School performance agreements
This year, 14 struggling schools entered School Performance Agreements, a local initiative that aims to improve schools in the bottom 5 percent statewide to three-star ratings within three years. Three — Lynch, Johnston Middle and Reed Elementary — are also in the Turnaround Zone.
The agreements are a district-developed alternative to the state’s performance compacts, which would have spared schools from entering the achievement district. The School Board rejected that plan in March 2017, preferring local control.
Under the district’s performance agreements, two associate superintendents visit the schools twice a year. They also monitor schools in nine areas, including assessment, climate, leadership and curriculum.
District officials tout the effort as one that acknowledges the need to address poor-performing schools beyond the Turnaround Zone.
“I think it’s a vehicle to promote a sense of urgency and put a microscope on some of the schools that we need to put a microscope on,” Barton said.
Partnership network
The state and district also plan to pilot a partnership network of 30 schools — including two charter schools that are already a part of the Achievement School District and others on the state’s underperforming Rising Star list.
The network allows high-need schools to share services and ideas for improvement.
That means the schools approach funding differently. They still will apply for the state and federal money they would normally seek — such as federal School Improvement Grants or Title I funds — but officials have developed plans to integrate different types of funding to meet their needs, according to Brett Barley, the state’s deputy superintendent of student achievement.

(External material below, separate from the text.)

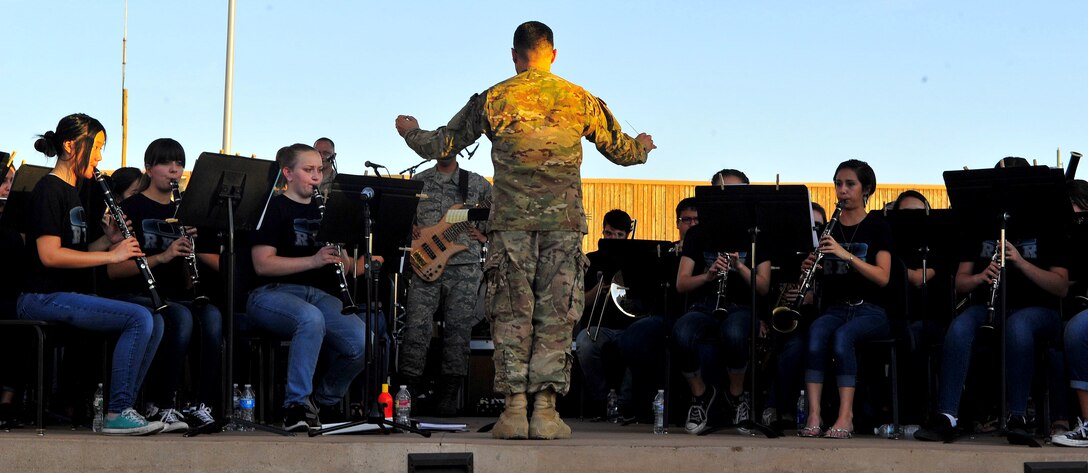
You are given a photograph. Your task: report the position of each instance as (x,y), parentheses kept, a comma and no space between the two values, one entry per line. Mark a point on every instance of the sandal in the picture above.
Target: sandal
(811,432)
(839,433)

“The difference is that we sat down with Clark County and we talked about how all those different funding streams could come together to create a comprehensive plan,” Barley said.
The network will also include five nonprofits that will work with schools to boost their achievement.
“I do believe that this is far more healthy, to work in a partnerhsip with the state in that way, than to have this ominous thought of an Achievement School District swooping in and taking the school,” said Jeff Geihs, the district’s associate superintendent over the Turnaround Zone.
‘Strong signal’ to state
Kenneth Wong, director of the urban education policy program at Brown University, said the district’s differentiated approach to school improvement is “an appropriate and well-balanced approach” to address shortcomings, as long as the district provides guidance and clarity to schools so that they know how each initiative applies to their situation.
The district also apparently responded to the threat of a state takeover of struggling schools by developing proactive strategies, Wong said, and having local ownership or responsibility for underperforming schools is important in turning them around.
“I think this is kind of the district’s strong signal to the state that ‘We understand that these schools have to be held accountable,’” he said. “They recognize that, but at the same time they are saying that these will continue to be our schools.”
The initiatives don’t stave off the state achievement district. Three of 10 eligible Clark County schools could still face competition from the three charter operators next school year, regardless of whether or not they enter a performance agreement with the district.
But district officials say they’re taking the school improvement effort seriously.
“I think the state can rest assured, as is evidenced here at Lynch, that the district is taking it most seriously from the performance agreements that our board has had us invoke,” said Geihs, the district’s associate superintendent. “We don’t take any of this lightly.”